Newest by Group (Most current record per ID)

class NewestByGroup(group_by=['id'], order_by=['updated_at', 'deleted_at'])[source]

Groups, orders and selects first element per group.

Example

>>> transformer = NewestByGroup(
>>>     group_by=["first_name", "last_name"],
>>>     order_by=["created_at_ms", "version"]
>>> )
Parameters
  • group_by (str or list of str, (Defaults to [‘id’])) – List of attributes to be used within the Window Function as Grouping Arguments.

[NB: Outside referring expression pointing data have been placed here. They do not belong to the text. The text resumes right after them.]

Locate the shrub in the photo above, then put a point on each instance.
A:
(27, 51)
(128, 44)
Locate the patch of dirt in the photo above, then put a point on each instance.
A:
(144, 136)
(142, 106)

  • order_by (str or list of str, (Defaults to [‘updated_at’, ‘deleted_at’])) – List of attributes to be used within the Window Function as Ordering Arguments. All columns will be sorted in descending order.

Raises

exceptions.AttributeError – If any Attribute in group_by or order_by is not contained in the input DataFrame.

Note

PySpark’s Window function is used internally The first row (row_number()) per window will be selected and returned.

transform(input_df)[source]

Performs a transformation on a DataFrame.

Parameters

input_df (DataFrame) – Input DataFrame

Returns

Transformed DataFrame.

Return type

DataFrame

Note

This method does only take the Input DataFrame as a parameters. Any other needed parameters are defined in the initialization of the Transformator Object.